A la fin des émeutes survenues vendredi à la frontière, le Hamas peut bien avoir remporté une victoire : Des dizaines de milliers de Gazaouis ont rejoint sa « marche du retour », ce qui en a fait l’une des plus importantes manifestations publiques de la dernière décennie à Gaza ou en Cisjordanie.
Le Hamas avait espéré des dizaines de milliers de personnes, même un million. Mais comme un collègue de Gaza l’a dit vendredi soir, « la véritable attente était que ce chiffre serait de loin plus bas. Et maintenant, tout le monde sait que le nombre de participants sera plus important lors de la journée de la Nakba » – le 15 mai, lorsque les Palestiniens marquent la « catastrophe » qui les a touchés avec la création d’Israël – à l’occasion de ce qui devrait être le paroxysme de cette campagne anti-israélienne.

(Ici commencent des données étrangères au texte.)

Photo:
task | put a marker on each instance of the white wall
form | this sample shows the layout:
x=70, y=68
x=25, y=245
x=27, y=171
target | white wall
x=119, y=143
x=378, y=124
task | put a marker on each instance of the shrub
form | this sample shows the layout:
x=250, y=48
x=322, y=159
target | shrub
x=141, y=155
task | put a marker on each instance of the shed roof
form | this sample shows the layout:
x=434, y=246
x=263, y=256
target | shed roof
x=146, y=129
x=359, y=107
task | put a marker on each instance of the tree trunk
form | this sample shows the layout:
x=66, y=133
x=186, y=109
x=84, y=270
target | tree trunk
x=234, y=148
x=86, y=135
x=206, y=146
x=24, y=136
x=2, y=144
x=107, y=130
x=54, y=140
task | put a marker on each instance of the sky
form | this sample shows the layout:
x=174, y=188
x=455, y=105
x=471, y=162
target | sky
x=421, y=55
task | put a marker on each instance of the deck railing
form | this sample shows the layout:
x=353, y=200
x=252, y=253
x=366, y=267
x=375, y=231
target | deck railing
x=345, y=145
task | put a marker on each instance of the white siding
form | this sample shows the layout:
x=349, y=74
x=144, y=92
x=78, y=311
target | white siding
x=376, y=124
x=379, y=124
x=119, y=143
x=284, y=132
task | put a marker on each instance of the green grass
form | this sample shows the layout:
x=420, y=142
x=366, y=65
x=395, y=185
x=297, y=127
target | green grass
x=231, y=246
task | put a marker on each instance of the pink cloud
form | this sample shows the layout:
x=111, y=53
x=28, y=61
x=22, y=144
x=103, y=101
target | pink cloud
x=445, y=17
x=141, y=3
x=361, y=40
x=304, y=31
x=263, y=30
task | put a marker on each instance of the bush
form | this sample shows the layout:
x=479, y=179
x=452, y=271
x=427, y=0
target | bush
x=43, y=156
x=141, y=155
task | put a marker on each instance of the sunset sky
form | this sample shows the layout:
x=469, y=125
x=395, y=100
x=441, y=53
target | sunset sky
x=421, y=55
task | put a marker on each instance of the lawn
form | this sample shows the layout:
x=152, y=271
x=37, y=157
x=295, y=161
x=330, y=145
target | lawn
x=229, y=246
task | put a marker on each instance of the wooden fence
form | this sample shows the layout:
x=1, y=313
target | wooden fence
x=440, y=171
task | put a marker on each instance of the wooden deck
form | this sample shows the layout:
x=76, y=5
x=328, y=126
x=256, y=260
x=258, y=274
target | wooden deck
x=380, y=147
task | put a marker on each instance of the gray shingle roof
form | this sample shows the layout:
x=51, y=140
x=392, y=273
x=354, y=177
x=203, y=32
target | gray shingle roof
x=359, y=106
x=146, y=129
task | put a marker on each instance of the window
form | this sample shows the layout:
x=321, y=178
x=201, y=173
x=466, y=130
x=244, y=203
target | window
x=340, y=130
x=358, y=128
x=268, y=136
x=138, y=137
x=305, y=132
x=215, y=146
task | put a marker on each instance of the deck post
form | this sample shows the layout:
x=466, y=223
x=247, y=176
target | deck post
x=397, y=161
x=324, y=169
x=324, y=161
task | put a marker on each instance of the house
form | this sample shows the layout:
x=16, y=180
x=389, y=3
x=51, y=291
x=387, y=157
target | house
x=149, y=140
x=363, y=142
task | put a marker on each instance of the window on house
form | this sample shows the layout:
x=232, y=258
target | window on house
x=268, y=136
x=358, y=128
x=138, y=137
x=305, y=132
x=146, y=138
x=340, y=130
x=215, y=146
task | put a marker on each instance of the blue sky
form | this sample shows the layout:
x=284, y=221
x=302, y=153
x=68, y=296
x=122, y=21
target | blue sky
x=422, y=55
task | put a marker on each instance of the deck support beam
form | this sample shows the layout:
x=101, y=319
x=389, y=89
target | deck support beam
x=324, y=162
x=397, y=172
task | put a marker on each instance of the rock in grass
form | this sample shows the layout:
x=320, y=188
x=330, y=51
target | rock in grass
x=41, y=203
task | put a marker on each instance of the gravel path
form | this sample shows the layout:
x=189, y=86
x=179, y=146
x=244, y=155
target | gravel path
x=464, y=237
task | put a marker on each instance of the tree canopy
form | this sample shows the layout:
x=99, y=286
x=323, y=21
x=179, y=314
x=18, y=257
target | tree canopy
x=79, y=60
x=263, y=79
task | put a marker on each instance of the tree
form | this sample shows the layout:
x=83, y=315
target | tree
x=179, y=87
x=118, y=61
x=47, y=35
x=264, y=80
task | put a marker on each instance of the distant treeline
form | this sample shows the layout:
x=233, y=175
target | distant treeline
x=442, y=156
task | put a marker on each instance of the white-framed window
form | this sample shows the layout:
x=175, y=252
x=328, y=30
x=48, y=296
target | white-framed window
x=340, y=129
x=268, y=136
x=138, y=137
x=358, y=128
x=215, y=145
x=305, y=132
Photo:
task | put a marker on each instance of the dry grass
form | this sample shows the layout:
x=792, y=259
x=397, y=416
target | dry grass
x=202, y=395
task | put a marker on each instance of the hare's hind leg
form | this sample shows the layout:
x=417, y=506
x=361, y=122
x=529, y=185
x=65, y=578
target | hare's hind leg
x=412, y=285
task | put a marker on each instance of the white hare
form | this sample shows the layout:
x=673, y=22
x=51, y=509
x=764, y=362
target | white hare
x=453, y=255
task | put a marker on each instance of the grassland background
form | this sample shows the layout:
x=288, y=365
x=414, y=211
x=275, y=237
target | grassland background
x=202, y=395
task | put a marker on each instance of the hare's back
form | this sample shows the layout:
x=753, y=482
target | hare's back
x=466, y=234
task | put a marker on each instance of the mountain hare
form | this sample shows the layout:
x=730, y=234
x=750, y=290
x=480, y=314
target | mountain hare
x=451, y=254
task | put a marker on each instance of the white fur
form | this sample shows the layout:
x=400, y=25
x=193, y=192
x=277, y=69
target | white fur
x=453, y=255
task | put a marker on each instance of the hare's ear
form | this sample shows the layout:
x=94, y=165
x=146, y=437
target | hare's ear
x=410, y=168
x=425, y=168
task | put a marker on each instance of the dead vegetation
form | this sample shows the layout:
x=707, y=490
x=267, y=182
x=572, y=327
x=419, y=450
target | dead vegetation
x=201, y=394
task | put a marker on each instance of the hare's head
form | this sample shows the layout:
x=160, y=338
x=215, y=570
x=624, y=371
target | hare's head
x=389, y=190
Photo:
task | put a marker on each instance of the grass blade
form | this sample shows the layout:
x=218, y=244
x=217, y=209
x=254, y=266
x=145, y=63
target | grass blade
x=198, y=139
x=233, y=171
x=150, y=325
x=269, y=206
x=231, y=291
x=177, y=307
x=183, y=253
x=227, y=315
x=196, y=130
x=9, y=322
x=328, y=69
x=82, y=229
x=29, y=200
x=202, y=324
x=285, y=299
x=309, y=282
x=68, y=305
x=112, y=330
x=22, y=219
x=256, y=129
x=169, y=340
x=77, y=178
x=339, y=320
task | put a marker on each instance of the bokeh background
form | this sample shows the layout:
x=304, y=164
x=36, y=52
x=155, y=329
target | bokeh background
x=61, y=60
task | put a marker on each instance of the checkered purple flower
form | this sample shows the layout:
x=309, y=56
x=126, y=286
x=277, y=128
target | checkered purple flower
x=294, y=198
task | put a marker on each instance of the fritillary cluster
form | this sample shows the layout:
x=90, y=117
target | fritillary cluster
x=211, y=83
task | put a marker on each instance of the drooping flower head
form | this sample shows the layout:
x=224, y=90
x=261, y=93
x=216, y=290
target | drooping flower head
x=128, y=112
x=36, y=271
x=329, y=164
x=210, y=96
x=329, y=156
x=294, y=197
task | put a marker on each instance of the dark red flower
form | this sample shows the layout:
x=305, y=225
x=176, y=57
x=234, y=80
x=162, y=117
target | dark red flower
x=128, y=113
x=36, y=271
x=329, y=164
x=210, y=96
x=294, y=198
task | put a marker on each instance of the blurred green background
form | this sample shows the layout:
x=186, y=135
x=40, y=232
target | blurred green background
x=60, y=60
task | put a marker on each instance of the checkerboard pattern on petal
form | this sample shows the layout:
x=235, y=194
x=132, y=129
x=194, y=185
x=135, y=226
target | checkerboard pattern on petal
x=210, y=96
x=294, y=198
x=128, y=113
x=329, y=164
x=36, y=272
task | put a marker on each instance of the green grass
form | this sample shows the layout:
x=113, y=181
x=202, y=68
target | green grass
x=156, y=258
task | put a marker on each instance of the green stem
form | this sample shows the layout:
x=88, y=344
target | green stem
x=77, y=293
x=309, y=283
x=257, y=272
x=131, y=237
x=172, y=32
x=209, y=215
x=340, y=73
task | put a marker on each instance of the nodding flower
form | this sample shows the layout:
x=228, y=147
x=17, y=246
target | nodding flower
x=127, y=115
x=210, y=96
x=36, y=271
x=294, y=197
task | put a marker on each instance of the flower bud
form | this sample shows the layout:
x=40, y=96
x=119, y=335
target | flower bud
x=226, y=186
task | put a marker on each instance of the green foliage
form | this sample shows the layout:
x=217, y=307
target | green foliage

Les chefs du Hamas, dont les membres se sont eux-mêmes montrés sur différents sites déterminants du mouvement de protestation dans la journée de vendredi, ont été euphoriques. Des opérations comme celles-ci n’arrivent pas quotidiennement. Depuis Ismail Haniyeh jusqu’au bas de la hiérarchie, les responsables se sont rendus sur tous les points sensibles le long de la frontière, et personne n’aura fait plus d’effet que Yahya Sinwar — le leader incontesté du Hamas à Gaza.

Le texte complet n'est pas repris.